El Arzobispado aún giraba a cuenta de su rol en materia de derechos humanos durante la dictadura para presionar en materia de políticas públicas de salud, como cuando evitaron que su canal, el 13, y otros, emitieran la publicidad de preservativos para combatir el VIH.

La orden de dar un carpetazo al caso bajó desde arriba, jerárquica, piramidal, y aunque más de alguien pidió explicaciones en privado, ningún naipe se cayó del castillo. Ni en los partidos, ni en el Congreso, ni en los tribunales o la prensa. La Tercera y su director, Cristián Bofill, tuvieron que mascar el polvo de la derrota y dejar de apalear domingo a domingo a La Moneda con la información que le filtraba la ministra investigadora de la causa, porque la máxima era cuidar la estabilidad de Chile. Nada peor para eso que la mera posibilidad de que Ricardo Lagos no terminara su mandato, como se atrevió a escribir un prestigioso columnista dominical que hasta hoy opina en clave noventera.

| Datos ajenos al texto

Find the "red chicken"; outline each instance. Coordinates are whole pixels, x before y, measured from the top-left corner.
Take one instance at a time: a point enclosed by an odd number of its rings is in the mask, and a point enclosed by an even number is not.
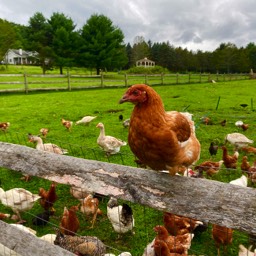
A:
[[[226,246],[232,243],[233,240],[233,230],[231,228],[222,227],[219,225],[212,225],[212,237],[215,241],[215,245],[218,250],[218,256],[220,255],[220,246],[224,246],[226,251]],[[225,253],[227,255],[227,253]]]
[[[167,244],[162,240],[156,240],[153,244],[156,256],[187,256],[185,253],[171,253]]]
[[[248,161],[248,157],[247,156],[243,156],[242,158],[242,163],[241,163],[241,170],[244,172],[244,173],[248,173],[249,172],[249,169],[250,169],[251,165]]]
[[[45,190],[44,188],[39,188],[39,196],[40,198],[40,204],[46,211],[54,211],[53,204],[57,200],[57,194],[56,194],[56,184],[55,182],[52,182],[49,190]]]
[[[201,221],[175,215],[170,212],[164,212],[163,221],[164,227],[172,236],[192,233],[197,226],[203,225]]]
[[[200,165],[197,165],[195,167],[195,170],[205,171],[207,176],[213,176],[214,174],[217,174],[219,172],[223,162],[223,160],[220,160],[218,162],[205,161]]]
[[[222,160],[224,161],[224,165],[228,169],[236,169],[237,167],[237,160],[239,153],[238,151],[235,151],[233,155],[228,154],[228,150],[225,146],[222,146],[223,154],[222,154]]]
[[[155,226],[154,231],[157,233],[154,244],[159,240],[164,241],[172,253],[188,253],[194,234],[186,233],[184,235],[170,236],[164,226]]]
[[[97,215],[102,214],[102,211],[99,209],[99,199],[94,198],[91,194],[89,194],[84,199],[80,199],[80,201],[80,211],[86,216],[92,216],[91,228],[93,228]]]
[[[243,147],[242,150],[243,150],[245,153],[253,153],[253,154],[256,154],[256,148],[254,148],[254,147]]]
[[[0,123],[0,130],[2,130],[4,132],[6,132],[9,127],[10,127],[10,123],[9,122]]]
[[[199,159],[200,143],[194,122],[176,111],[166,113],[161,97],[149,86],[131,86],[119,103],[135,104],[130,118],[128,141],[134,155],[153,170],[190,166]]]
[[[60,231],[62,234],[74,236],[79,229],[80,223],[76,212],[78,211],[78,206],[71,206],[69,209],[64,207]]]
[[[73,125],[73,122],[72,121],[69,121],[69,120],[65,120],[65,119],[61,119],[61,123],[63,126],[65,126],[67,128],[67,130],[70,132],[71,131],[71,127]]]

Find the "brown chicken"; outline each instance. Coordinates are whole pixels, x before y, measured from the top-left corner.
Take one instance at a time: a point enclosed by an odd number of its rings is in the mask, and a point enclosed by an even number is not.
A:
[[[61,119],[61,123],[63,126],[65,126],[67,128],[67,130],[70,132],[71,131],[71,127],[73,125],[73,122],[72,121],[69,121],[69,120],[65,120],[65,119]]]
[[[119,103],[131,102],[128,142],[134,155],[153,170],[190,166],[200,156],[194,122],[177,111],[166,113],[161,97],[145,84],[131,86]]]
[[[246,131],[249,128],[249,124],[242,124],[240,127],[242,128],[243,131]]]
[[[10,123],[9,122],[0,123],[0,130],[2,130],[4,132],[6,132],[9,127],[10,127]]]
[[[211,142],[210,147],[209,147],[209,153],[211,156],[216,156],[218,152],[219,146],[215,145],[214,142]]]
[[[41,128],[40,129],[40,133],[42,134],[43,138],[46,138],[48,132],[49,132],[48,128]]]
[[[170,236],[164,226],[155,226],[154,231],[157,233],[154,243],[159,240],[164,241],[171,253],[188,253],[194,234],[186,233],[184,235]]]
[[[45,190],[44,188],[39,188],[39,196],[40,198],[40,204],[46,211],[55,211],[53,209],[53,204],[58,199],[56,194],[56,184],[55,182],[52,182],[49,190]]]
[[[223,160],[220,160],[218,162],[205,161],[200,165],[197,165],[195,167],[195,170],[205,171],[207,176],[213,176],[214,174],[217,174],[219,172],[223,162],[224,162]]]
[[[167,244],[162,240],[157,240],[153,244],[156,256],[187,256],[185,253],[171,253]]]
[[[201,221],[175,215],[170,212],[164,212],[163,221],[164,227],[172,236],[192,233],[197,226],[203,225]]]
[[[225,255],[227,245],[232,243],[233,230],[231,228],[222,227],[219,225],[212,225],[212,237],[218,250],[218,256],[220,255],[220,246],[223,245]]]
[[[249,169],[250,169],[251,165],[248,161],[248,157],[247,156],[243,156],[242,158],[242,163],[241,163],[241,170],[244,172],[244,173],[248,173],[249,172]]]
[[[10,214],[0,212],[0,220],[4,220],[4,219],[8,219],[8,218],[10,218]]]
[[[246,153],[253,153],[256,154],[256,148],[254,147],[243,147],[242,150]]]
[[[64,207],[62,219],[60,222],[60,231],[62,234],[74,236],[80,227],[76,212],[78,206],[71,206],[69,209]]]
[[[99,209],[99,200],[98,198],[94,198],[91,194],[89,194],[84,199],[80,199],[80,201],[80,211],[86,216],[92,216],[91,228],[93,228],[97,215],[102,214],[102,211]]]
[[[224,161],[224,165],[228,169],[236,169],[237,167],[237,160],[239,153],[238,151],[235,151],[233,155],[228,154],[228,150],[225,146],[222,146],[223,154],[222,154],[222,160]]]
[[[252,166],[249,168],[248,177],[252,183],[256,183],[256,161],[254,161]]]

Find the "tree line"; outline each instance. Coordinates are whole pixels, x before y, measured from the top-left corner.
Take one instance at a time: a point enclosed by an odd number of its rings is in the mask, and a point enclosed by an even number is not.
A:
[[[82,28],[63,13],[49,19],[36,12],[28,25],[0,19],[0,56],[8,49],[37,51],[43,73],[58,67],[85,67],[100,70],[127,70],[147,57],[170,72],[248,73],[256,68],[256,45],[249,42],[238,48],[220,43],[214,51],[191,51],[167,42],[148,42],[135,36],[133,44],[124,43],[120,28],[104,15],[93,14]]]

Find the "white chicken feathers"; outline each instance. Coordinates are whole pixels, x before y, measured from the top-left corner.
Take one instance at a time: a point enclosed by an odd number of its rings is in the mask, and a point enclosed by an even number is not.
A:
[[[105,135],[105,128],[103,123],[98,123],[97,128],[100,128],[100,135],[97,139],[97,144],[107,153],[110,155],[114,155],[120,151],[122,146],[127,145],[125,141],[117,139],[113,136],[106,136]]]
[[[76,125],[78,124],[84,124],[88,125],[93,119],[95,119],[97,116],[84,116],[81,120],[78,120],[76,122]]]
[[[29,134],[28,137],[29,137],[30,142],[36,142],[37,150],[51,152],[51,153],[55,153],[55,154],[59,154],[59,155],[64,155],[64,154],[68,153],[67,149],[63,149],[63,148],[57,146],[56,144],[43,143],[42,138],[40,138],[39,136],[34,136],[34,135]]]
[[[131,207],[127,204],[118,205],[114,197],[108,201],[107,216],[115,232],[124,234],[133,230],[135,221]]]
[[[249,144],[253,143],[253,140],[248,139],[245,135],[234,132],[227,134],[225,142],[229,142],[237,148],[247,147]]]

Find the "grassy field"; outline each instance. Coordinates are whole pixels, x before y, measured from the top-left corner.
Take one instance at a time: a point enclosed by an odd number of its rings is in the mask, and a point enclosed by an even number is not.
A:
[[[256,141],[255,127],[255,89],[254,80],[232,81],[221,83],[205,83],[191,85],[154,86],[161,95],[166,110],[188,111],[193,114],[196,125],[196,134],[201,143],[202,151],[199,163],[210,158],[208,148],[211,141],[221,145],[225,135],[231,132],[244,133],[248,138]],[[38,134],[40,128],[50,129],[47,142],[53,142],[68,148],[70,155],[99,161],[135,166],[134,157],[128,146],[121,149],[121,154],[106,158],[98,148],[96,140],[99,130],[95,127],[98,122],[103,122],[106,134],[127,141],[128,130],[119,121],[119,115],[124,119],[129,118],[133,106],[131,104],[119,105],[118,101],[125,92],[119,89],[94,89],[71,92],[42,92],[24,94],[0,94],[0,122],[11,123],[9,131],[0,133],[1,141],[8,141],[34,147],[27,141],[27,134]],[[243,108],[240,104],[247,104]],[[97,118],[88,126],[74,126],[68,132],[61,125],[61,118],[77,121],[83,116],[93,115]],[[209,117],[211,125],[205,125],[202,117]],[[227,120],[227,125],[222,127],[220,122]],[[237,120],[242,120],[250,125],[245,132],[235,126]],[[231,152],[232,147],[229,147]],[[221,150],[218,151],[216,161],[222,157]],[[242,153],[239,157],[241,162]],[[249,156],[252,163],[255,157]],[[227,171],[222,169],[212,179],[229,182],[241,175],[241,170]],[[47,188],[49,181],[33,177],[25,183],[20,180],[21,174],[1,168],[0,179],[5,190],[13,187],[24,187],[34,193],[38,193],[39,187]],[[253,185],[252,185],[253,186]],[[46,227],[35,227],[32,225],[33,214],[38,214],[40,205],[35,207],[23,217],[27,225],[37,230],[39,236],[45,233],[53,233],[52,227],[59,224],[60,216],[64,206],[77,204],[69,194],[69,187],[58,185],[57,193],[59,200],[56,203],[56,216],[51,219],[51,224]],[[103,198],[101,209],[104,212],[100,216],[95,228],[89,229],[89,222],[79,214],[81,220],[81,235],[96,235],[106,245],[120,251],[131,251],[132,255],[142,255],[143,249],[154,237],[153,227],[162,224],[162,214],[156,210],[132,204],[135,215],[135,235],[126,234],[118,239],[112,231],[106,216],[107,198]],[[195,205],[196,207],[196,205]],[[0,205],[0,212],[11,211]],[[228,248],[228,255],[238,254],[238,245],[247,244],[248,239],[241,232],[234,233],[232,246]],[[131,249],[129,249],[131,248]],[[116,252],[116,254],[118,254]],[[216,255],[216,249],[211,238],[211,229],[198,235],[192,242],[190,254],[194,255]],[[224,254],[223,254],[224,255]]]

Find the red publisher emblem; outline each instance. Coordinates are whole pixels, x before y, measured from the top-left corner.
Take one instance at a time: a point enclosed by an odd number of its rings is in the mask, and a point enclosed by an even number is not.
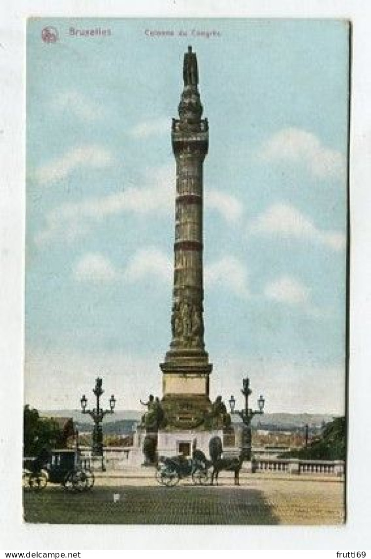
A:
[[[44,27],[41,31],[41,39],[44,42],[56,42],[58,40],[58,32],[55,27]]]

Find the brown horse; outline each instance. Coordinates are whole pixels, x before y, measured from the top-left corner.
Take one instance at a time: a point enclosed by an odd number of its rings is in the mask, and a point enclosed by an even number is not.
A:
[[[218,477],[220,472],[225,470],[228,472],[234,472],[235,474],[235,485],[240,485],[240,472],[242,467],[242,454],[239,458],[220,458],[213,462],[213,470],[211,474],[211,485],[215,480],[218,485]]]

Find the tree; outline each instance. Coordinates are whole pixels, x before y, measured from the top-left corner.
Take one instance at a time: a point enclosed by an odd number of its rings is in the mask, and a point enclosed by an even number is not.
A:
[[[23,455],[35,456],[43,449],[55,448],[62,433],[53,419],[41,418],[28,404],[23,408]]]
[[[345,460],[346,457],[346,421],[336,418],[325,427],[322,436],[306,448],[293,450],[280,454],[279,458],[298,458],[311,460]]]

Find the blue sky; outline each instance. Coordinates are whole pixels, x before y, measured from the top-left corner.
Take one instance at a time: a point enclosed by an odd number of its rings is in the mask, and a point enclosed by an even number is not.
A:
[[[56,43],[41,40],[46,25]],[[72,37],[71,27],[111,34]],[[348,28],[331,20],[28,22],[25,400],[77,407],[98,375],[121,409],[161,395],[171,120],[189,44],[210,129],[211,396],[237,396],[248,375],[267,411],[341,413]]]

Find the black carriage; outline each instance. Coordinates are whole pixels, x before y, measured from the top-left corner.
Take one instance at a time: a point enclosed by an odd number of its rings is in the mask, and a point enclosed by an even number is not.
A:
[[[179,480],[192,477],[196,485],[204,485],[210,480],[208,468],[211,465],[201,451],[195,451],[192,458],[182,454],[172,458],[161,457],[156,468],[156,480],[163,485],[173,487]]]
[[[35,463],[39,462],[39,465]],[[82,458],[79,451],[61,449],[51,451],[47,461],[40,465],[37,458],[26,463],[23,470],[23,486],[42,489],[47,482],[59,484],[68,491],[82,491],[94,485],[94,474],[87,461]],[[28,466],[28,467],[27,467]]]

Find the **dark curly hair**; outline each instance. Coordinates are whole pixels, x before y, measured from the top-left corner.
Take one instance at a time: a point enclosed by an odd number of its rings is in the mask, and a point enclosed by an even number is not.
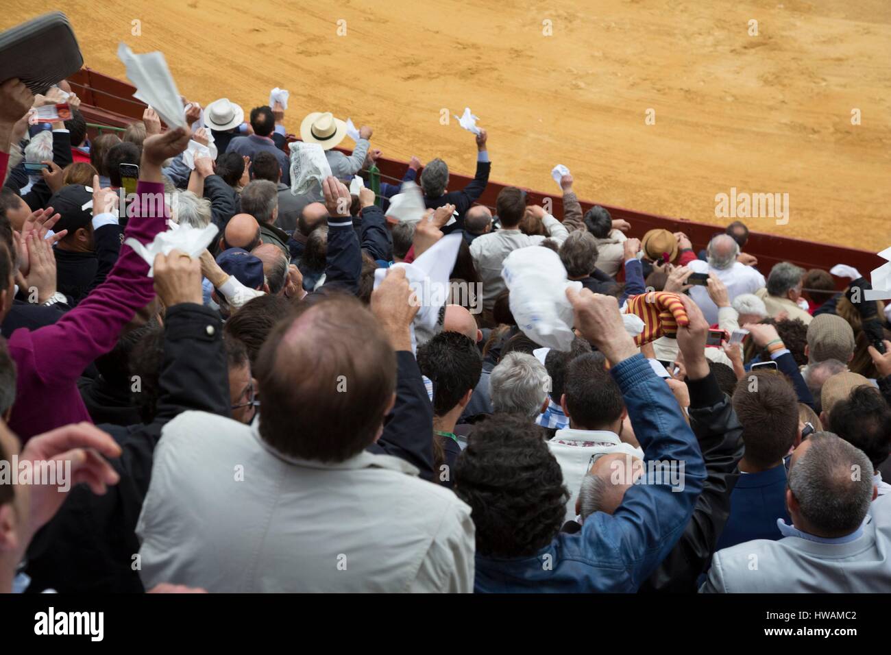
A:
[[[799,366],[807,365],[807,356],[805,355],[805,347],[807,345],[807,325],[805,324],[804,321],[800,318],[787,318],[782,321],[765,318],[761,323],[772,323],[776,327],[777,334],[782,340],[783,345],[795,357],[795,363]],[[770,354],[766,350],[761,356],[761,361],[770,361]]]
[[[542,428],[508,414],[474,426],[454,491],[470,505],[477,554],[528,557],[560,532],[569,492],[544,438]]]
[[[418,347],[418,368],[433,382],[433,413],[445,416],[477,386],[483,358],[477,344],[458,332],[439,332]]]

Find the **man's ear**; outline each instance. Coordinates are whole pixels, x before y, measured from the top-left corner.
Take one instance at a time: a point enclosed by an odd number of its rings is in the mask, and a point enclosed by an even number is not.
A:
[[[462,397],[461,400],[458,401],[458,405],[460,405],[462,407],[466,407],[467,404],[470,402],[470,397],[472,396],[473,396],[473,389],[467,389],[467,393],[464,394]]]
[[[19,547],[17,520],[12,503],[0,505],[0,553],[15,551]]]
[[[396,405],[396,394],[394,393],[390,397],[389,405],[387,405],[387,409],[386,409],[386,411],[384,411],[384,418],[387,418],[387,416],[389,414],[389,413],[393,411],[393,406],[395,405]],[[380,422],[380,426],[378,428],[378,433],[376,435],[374,435],[374,441],[377,442],[377,440],[379,438],[380,438],[380,435],[382,435],[383,433],[384,433],[384,423],[383,423],[383,421],[381,421]]]
[[[795,497],[795,494],[788,487],[786,487],[786,509],[789,510],[789,514],[798,513],[798,499]]]

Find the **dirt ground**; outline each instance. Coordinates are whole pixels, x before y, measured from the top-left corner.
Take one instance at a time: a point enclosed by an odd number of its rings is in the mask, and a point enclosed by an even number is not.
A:
[[[56,4],[8,3],[0,28]],[[472,172],[472,135],[440,122],[443,109],[469,106],[489,131],[499,181],[558,192],[550,171],[562,163],[583,198],[715,224],[728,222],[715,195],[732,187],[788,193],[788,223],[746,222],[873,251],[891,244],[887,0],[65,6],[88,66],[124,77],[124,41],[163,51],[180,92],[202,105],[227,96],[249,111],[288,88],[295,133],[306,113],[331,111],[374,127],[387,156],[441,156]]]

Si se trataba de opiniones y análisis con impacto en el juego, ahí estaban Enrique Correa y Eugenio Tironi, símbolos de la generación MAPU que encabezaba el Estado, pero con corredores de ida y vuelta hacia el mundo privado y los medios. Y es que el gran artefacto de época eran las agencias de comunicación y lobby como industria intermediadora de la influencia.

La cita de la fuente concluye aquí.